SPGen: Spherical Projection as Consistent and Flexible Representation for Single Image 3D Shape Generation
This addresses the problem of generating consistent and flexible 3D shapes from single images for computer vision and graphics applications, representing a novel method for a known bottleneck.
The paper tackles the problem of inconsistent multi-view reconstructions and limited representation of complex internal structures in single-image 3D shape generation by introducing Spherical Projection (SP), which projects geometry onto a sphere and unwraps it into a 2D representation. The result is SPGen, which significantly outperforms existing baselines in geometric quality and computational efficiency.
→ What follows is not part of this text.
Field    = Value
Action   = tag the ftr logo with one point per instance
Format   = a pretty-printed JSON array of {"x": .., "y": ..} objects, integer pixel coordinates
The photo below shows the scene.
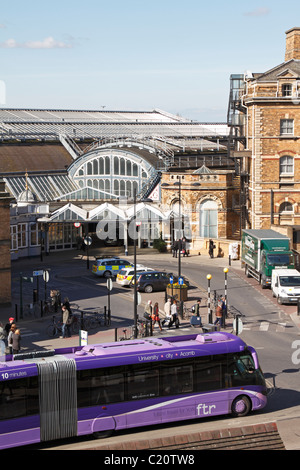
[{"x": 205, "y": 409}]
Existing single-view 3D generative models typically adopt multiview diffusion priors to reconstruct object surfaces, yet they remain prone to inter-view inconsistencies and are unable to faithfully represent complex internal structure or nontrivial topologies. In particular, we encode geometry information by projecting it onto a bounding sphere and unwrapping it into a compact and structural multi-layer 2D Spherical Projection (SP) representation. Operating solely in the image domain, SPGen offers three key advantages simultaneously: (1) Consistency. The injective SP mapping encodes surface geometry with a single viewpoint which naturally eliminates view inconsistency and ambiguity; (2) Flexibility. Multi-layer SP maps represent nested internal structures and support direct lifting to watertight or open 3D surfaces; (3) Efficiency. The image-domain formulation allows the direct inheritance of powerful 2D diffusion priors and enables efficient finetuning with limited computational resources. Extensive experiments demonstrate that SPGen significantly outperforms existing baselines in geometric quality and computational efficiency.